Pedro Flores Moreno, académico de la Facultad de Estudios Superiores (FES) Aragón de la UNAM, enfatizó el papel estratégico del queso artesanal en la cocina mexicana. Estos quesos, incluyendo variedades como panela, fresco, de rancho, botanero, Oaxaca y asadero, se posicionan frente a productos ultraprocesados de producción masiva. Corporaciones transnacionales dominan el mercado con formulaciones reconstituidas hechas de agua, leche en polvo y aditivos sintéticos diseñados para imitar el sabor y las propiedades de derretimiento de los lácteos genuinos.
La transformación de la leche cruda en queso altera significativamente el panorama financiero para los pequeños agricultores.
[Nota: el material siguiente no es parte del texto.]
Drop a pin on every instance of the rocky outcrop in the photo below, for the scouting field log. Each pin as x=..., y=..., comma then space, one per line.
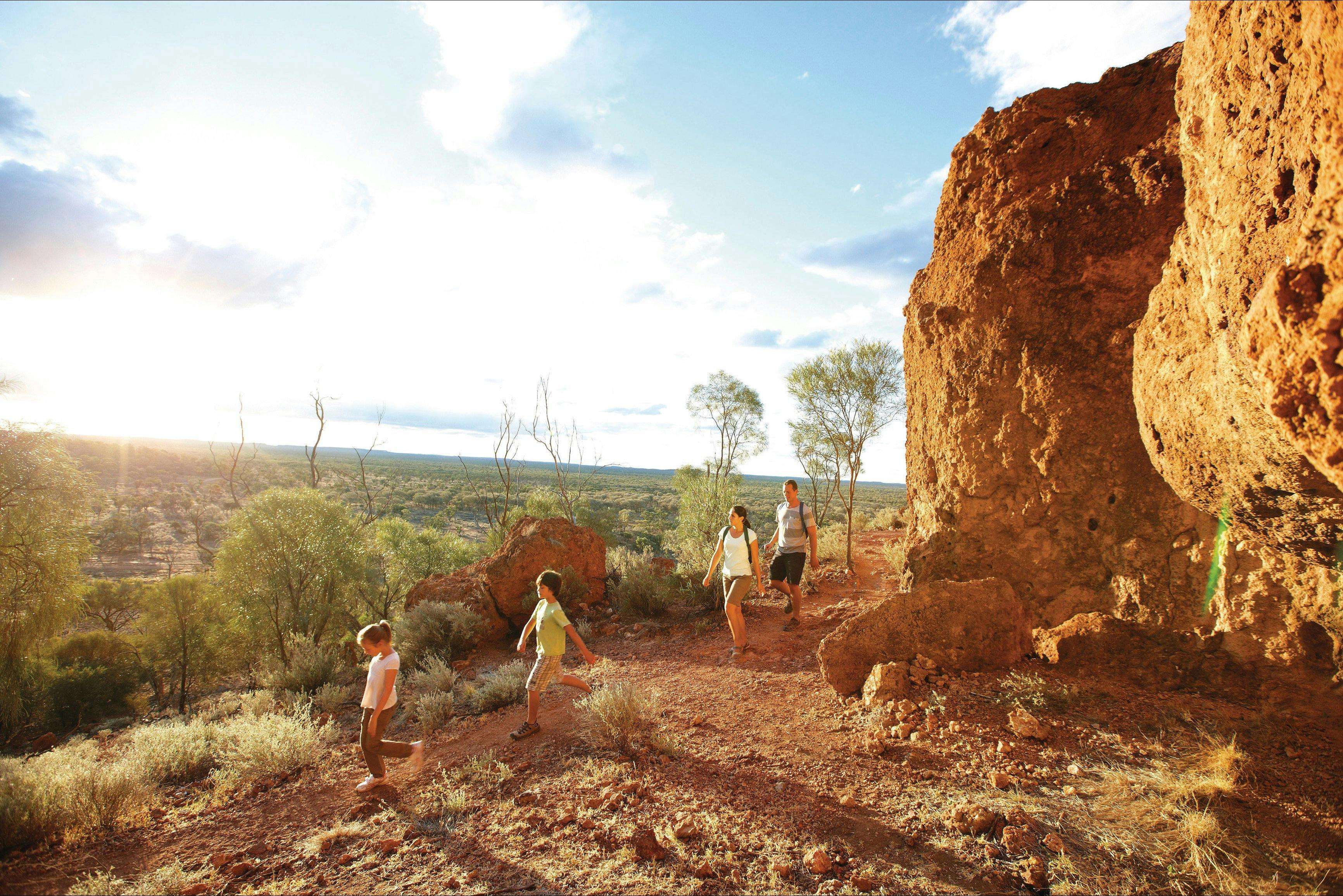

Mientras que la leche cruda se vende por 10 a 12 pesos por litro, convertirla en queso rinde 1.5 kilogramos por cada 10 litros, lo que puede venderse por 120 a 150 pesos por kilogramo. Este valor añadido captura márgenes más altos, reduce la dependencia de los intermediarios y ayuda a desalentar la migración rural.
Para mejorar la competitividad en regiones como México, Morelos, Michoacán, Zacatecas y Querétaro, los programas de capacitación promueven la adopción de tecnología mientras se preservan las prácticas tradicionales. El uso de biotecnología, sensores de temperatura y controles automatizados en los procesos de pasteurización, coagulación y maduración asegura la seguridad alimentaria y estandariza la producción, asegurando la viabilidad económica y la continuidad del legado quesero nacional.
La expansión en segmentos gourmet está respaldada por la diversificación en fuentes alternativas de leche, como la leche de cabra, nuevos formatos de maduración y el uso integral del suero para hacer ricotta. Este enfoque busca preservar la esencia artesanal mientras se adapta a las demandas del mercado moderno.